She is looking good LK....Nice Pic..We just recently got my neighbors GSP to swim...She is Grady's "neice" she is going to be a good one!!!


Hawk


----------



## littleking

thanks, hard to keep her out of the water... shes a nut


----------



## Bigun

Hey LK When we gonna get the dogs together for some bird work? I have already started some training. Can't wait till fall.


----------



## littleking

anytime you want!!! let me know when/where


----------



## ohiogsp

Here is my dog pound. All gsp's and all have titles in AKC hunt testing. 

Here is B.A.









Here is Boozer. 









Here is Gracie the second dog backing in this pic. 

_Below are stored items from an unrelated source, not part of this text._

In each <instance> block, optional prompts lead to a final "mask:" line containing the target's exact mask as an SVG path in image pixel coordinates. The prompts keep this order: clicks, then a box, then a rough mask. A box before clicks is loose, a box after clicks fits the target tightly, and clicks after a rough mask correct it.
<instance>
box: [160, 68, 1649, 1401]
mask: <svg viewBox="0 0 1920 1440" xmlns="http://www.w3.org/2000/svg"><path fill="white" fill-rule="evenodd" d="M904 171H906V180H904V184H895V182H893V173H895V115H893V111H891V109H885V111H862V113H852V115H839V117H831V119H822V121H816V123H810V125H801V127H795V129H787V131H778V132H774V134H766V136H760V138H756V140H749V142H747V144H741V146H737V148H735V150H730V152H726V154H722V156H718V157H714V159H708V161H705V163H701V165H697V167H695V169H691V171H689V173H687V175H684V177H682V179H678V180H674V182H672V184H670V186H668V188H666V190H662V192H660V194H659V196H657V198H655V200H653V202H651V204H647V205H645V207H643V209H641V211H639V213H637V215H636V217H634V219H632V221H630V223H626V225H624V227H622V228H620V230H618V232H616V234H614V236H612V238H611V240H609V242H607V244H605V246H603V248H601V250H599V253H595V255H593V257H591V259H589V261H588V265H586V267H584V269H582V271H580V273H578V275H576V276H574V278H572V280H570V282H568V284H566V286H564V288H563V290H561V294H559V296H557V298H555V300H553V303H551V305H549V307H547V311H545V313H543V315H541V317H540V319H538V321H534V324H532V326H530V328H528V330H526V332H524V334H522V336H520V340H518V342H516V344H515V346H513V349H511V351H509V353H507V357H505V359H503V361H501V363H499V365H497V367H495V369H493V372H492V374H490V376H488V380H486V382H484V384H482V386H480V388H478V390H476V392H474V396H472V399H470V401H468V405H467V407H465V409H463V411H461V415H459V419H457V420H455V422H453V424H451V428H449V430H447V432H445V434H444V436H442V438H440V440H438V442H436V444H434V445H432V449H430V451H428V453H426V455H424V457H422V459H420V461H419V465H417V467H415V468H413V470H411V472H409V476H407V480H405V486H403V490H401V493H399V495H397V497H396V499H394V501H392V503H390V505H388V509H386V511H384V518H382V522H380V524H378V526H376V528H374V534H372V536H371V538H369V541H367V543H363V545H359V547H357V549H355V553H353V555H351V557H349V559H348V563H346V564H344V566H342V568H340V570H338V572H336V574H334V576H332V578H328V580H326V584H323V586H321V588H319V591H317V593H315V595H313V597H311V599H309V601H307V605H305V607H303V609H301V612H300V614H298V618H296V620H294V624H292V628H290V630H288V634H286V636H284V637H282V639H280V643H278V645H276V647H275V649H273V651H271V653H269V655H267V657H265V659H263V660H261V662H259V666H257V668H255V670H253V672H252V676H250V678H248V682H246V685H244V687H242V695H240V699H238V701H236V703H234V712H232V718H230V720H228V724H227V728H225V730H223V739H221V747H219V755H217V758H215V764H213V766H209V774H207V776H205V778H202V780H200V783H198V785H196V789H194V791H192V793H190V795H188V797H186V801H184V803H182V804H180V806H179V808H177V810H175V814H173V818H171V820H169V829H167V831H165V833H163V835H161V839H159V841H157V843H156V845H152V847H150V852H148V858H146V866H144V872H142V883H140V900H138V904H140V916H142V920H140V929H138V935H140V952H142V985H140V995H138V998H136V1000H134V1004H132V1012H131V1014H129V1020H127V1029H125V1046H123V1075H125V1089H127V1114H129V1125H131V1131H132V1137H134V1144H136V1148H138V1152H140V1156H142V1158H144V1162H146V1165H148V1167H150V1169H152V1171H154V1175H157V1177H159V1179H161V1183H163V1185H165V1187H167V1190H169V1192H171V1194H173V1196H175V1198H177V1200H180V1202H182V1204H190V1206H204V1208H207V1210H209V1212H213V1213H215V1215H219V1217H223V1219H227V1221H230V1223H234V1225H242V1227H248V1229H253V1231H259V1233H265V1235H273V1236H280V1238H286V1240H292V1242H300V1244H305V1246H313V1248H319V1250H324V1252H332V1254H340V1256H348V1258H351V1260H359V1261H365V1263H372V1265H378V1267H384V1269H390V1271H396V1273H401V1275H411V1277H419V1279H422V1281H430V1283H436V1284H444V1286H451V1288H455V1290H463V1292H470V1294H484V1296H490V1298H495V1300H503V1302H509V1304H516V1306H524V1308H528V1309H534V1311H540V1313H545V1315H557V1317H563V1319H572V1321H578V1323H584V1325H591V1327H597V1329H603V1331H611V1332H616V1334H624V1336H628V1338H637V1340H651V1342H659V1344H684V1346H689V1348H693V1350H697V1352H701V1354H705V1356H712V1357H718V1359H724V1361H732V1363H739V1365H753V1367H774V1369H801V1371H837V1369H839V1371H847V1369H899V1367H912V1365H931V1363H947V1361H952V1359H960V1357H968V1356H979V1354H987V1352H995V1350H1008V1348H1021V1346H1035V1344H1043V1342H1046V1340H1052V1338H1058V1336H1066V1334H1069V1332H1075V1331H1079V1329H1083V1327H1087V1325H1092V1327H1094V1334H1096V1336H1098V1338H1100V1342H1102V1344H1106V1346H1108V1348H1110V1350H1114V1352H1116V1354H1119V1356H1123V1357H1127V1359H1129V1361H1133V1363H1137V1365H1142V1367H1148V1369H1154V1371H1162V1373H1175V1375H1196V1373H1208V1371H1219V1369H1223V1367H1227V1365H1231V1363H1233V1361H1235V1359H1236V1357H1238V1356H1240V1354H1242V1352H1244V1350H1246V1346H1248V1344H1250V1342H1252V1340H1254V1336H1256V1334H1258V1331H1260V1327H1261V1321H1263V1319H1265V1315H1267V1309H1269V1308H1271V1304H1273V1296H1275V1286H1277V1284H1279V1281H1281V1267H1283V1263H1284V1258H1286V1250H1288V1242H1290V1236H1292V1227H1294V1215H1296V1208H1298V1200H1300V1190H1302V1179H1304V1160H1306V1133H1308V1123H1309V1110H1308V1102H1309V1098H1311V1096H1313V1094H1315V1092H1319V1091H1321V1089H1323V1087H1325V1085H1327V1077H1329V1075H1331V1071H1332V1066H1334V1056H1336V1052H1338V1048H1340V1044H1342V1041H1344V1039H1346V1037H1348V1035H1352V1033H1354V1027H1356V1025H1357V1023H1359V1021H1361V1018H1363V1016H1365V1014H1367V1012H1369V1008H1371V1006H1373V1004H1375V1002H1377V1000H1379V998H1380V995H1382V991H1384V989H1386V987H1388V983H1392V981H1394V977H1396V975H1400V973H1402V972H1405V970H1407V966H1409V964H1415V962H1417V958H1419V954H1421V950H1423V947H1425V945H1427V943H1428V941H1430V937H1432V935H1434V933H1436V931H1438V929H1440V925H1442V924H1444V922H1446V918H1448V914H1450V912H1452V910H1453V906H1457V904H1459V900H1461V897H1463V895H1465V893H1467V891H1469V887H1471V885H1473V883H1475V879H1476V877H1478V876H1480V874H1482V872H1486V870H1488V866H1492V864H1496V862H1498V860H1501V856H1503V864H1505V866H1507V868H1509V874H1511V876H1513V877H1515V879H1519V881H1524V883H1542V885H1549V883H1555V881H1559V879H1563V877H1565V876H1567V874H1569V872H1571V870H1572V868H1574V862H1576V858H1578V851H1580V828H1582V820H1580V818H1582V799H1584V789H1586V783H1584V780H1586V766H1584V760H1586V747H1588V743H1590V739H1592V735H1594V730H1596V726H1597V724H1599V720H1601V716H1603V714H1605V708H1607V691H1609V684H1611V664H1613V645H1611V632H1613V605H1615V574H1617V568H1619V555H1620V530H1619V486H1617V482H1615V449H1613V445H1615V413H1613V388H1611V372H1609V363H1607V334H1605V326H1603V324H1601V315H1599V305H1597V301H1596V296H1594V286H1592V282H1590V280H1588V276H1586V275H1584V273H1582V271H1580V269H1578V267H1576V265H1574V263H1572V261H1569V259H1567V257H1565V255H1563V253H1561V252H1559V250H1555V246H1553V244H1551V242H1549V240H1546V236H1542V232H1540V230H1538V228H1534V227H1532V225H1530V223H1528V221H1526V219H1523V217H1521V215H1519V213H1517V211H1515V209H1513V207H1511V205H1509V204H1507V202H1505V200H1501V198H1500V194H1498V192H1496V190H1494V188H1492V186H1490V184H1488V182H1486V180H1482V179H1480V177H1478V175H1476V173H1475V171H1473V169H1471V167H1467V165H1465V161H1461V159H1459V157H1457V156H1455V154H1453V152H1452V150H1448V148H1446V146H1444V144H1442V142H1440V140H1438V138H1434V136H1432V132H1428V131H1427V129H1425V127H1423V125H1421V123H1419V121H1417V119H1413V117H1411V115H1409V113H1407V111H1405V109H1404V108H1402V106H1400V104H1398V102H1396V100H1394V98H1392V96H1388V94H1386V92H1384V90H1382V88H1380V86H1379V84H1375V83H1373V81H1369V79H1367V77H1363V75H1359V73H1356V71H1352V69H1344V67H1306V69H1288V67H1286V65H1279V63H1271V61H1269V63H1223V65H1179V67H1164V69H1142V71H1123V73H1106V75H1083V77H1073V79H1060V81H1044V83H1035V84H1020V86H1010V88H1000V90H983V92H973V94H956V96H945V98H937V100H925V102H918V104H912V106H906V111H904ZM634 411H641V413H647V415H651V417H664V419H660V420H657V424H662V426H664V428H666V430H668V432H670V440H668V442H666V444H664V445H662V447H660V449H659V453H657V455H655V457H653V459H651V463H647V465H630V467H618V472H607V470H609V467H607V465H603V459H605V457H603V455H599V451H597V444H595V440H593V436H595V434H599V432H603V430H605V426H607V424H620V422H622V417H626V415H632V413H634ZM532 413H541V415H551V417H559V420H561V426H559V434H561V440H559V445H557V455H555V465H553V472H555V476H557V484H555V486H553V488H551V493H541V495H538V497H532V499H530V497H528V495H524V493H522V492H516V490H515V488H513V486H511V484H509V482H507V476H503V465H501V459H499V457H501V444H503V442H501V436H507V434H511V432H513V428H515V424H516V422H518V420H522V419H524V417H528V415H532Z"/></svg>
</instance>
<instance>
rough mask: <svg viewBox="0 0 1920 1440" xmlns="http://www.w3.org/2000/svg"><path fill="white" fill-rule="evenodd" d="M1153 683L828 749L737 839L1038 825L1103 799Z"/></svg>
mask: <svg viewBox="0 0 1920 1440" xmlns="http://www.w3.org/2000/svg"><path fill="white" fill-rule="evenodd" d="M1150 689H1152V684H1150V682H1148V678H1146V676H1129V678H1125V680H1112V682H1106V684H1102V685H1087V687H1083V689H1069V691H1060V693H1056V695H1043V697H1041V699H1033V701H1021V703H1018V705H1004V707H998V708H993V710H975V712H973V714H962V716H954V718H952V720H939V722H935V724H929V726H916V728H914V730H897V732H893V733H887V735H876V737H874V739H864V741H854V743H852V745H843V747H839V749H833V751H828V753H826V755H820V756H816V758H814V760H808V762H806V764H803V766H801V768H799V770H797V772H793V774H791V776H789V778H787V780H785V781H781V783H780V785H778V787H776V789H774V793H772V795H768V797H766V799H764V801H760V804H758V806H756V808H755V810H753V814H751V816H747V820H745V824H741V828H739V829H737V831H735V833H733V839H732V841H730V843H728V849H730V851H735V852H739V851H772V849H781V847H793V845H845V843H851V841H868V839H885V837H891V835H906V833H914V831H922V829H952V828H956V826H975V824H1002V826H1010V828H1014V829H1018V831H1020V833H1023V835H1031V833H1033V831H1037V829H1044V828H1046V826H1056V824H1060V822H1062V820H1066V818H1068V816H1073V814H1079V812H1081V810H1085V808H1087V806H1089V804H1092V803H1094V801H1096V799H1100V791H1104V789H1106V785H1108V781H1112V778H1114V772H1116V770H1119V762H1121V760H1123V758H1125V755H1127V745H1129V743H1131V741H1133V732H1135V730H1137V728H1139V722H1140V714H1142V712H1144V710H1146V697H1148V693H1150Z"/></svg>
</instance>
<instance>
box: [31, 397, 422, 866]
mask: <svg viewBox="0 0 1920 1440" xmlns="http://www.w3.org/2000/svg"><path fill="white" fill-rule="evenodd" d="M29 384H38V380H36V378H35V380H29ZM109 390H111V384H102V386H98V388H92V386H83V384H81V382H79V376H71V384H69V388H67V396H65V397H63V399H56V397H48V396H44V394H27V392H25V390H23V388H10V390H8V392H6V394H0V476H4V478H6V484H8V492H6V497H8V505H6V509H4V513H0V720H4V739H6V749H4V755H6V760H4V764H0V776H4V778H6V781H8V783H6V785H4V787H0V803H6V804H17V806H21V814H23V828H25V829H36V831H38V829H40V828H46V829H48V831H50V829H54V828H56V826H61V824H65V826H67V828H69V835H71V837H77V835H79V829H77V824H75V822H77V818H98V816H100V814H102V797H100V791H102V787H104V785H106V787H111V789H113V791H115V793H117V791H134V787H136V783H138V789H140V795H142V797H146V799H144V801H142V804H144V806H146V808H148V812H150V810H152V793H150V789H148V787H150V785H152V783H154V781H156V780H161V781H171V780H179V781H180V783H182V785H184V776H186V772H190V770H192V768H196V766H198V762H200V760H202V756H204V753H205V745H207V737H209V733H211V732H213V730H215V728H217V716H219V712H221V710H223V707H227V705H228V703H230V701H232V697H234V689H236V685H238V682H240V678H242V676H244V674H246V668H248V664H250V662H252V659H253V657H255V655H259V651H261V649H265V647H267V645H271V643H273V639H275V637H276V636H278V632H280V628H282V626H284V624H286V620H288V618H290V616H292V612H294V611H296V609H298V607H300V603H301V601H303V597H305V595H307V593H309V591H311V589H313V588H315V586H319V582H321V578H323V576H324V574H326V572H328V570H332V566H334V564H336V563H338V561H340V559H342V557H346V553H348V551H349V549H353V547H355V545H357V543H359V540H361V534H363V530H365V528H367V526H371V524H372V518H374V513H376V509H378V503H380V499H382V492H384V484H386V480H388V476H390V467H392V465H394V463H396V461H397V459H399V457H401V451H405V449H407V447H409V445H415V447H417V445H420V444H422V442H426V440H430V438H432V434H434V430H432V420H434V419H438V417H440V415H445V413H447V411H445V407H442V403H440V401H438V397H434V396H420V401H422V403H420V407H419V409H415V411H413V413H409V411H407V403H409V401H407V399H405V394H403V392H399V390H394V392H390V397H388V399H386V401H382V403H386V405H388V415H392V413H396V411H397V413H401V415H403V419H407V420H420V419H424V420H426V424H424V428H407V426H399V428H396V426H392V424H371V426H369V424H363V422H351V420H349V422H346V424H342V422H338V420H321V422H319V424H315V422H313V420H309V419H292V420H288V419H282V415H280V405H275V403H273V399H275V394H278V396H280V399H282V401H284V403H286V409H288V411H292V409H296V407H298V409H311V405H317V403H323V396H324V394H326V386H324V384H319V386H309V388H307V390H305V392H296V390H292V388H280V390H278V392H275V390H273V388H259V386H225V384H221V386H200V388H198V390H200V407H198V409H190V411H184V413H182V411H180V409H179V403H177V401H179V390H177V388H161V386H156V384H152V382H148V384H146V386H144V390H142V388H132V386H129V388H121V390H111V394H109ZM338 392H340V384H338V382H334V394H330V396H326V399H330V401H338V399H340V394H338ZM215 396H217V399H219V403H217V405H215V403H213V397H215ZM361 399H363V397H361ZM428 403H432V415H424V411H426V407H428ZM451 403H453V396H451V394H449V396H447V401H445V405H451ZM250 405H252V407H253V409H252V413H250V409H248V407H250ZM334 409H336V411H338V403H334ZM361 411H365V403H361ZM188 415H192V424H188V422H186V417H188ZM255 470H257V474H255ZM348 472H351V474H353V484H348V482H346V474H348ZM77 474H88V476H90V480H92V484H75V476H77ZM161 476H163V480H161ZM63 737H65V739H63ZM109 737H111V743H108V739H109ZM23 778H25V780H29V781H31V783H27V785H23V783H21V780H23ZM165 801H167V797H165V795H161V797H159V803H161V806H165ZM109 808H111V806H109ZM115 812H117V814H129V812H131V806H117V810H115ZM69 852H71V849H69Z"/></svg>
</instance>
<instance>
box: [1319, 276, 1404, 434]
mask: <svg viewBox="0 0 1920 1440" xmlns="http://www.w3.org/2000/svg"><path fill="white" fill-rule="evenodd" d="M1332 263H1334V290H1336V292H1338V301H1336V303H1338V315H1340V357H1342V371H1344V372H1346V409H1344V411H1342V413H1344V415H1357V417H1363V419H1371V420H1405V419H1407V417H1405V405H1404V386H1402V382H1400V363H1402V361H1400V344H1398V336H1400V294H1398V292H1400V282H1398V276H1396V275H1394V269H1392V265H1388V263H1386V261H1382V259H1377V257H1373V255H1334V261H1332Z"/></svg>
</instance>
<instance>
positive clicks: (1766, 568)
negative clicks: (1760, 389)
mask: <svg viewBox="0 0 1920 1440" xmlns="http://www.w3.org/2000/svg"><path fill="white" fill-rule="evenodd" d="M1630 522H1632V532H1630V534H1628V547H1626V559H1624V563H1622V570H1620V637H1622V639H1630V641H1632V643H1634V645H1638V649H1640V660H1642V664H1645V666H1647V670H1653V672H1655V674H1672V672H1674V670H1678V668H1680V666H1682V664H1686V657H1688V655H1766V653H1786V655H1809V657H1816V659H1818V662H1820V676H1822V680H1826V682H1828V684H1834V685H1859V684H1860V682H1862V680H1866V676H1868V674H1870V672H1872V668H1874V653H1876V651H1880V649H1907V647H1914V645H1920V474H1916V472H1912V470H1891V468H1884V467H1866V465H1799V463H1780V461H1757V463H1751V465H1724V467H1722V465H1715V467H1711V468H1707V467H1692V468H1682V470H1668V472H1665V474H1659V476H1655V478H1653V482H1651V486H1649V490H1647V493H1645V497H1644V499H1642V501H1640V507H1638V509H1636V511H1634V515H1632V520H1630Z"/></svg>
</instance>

Last but not least is Hoyt. He is the second dog on the chain gang.


----------



## ltfd596

OHIOGSP,

Those are beautiful dogs. I love my Weim to death, but I still have a strong desire to get a GSP... maybe someday I can talk my wife into it.


----------



## ThunderHawk7

OhioGSP,

You have some beautiful dogs there. I love B.A.'s coat. Ya just gotta love GSP's.....


----------



## ohiogsp

Thanks guys. Everyone loves B.A. he looks great and I am running him to finish his Master Hunter title this fall so he is a very nice birddog.


----------



## lomssl

I hope this isn't a stupid quistion, I was wondering if Britts hunt rabbits?? thanks for any replies.


----------



## littleking

they will point them and trail them... mine does.


----------



## Trucked

These pics are separate ones believe it or not. Thats his point stance. If I move the "wing" he will crouch and point too. 

1 1/2 yrs old now. One of Biguns pups. Thanks again Bigun for my son.


----------



## Bigun

No problem Steve, Glad you still enjoy him.


----------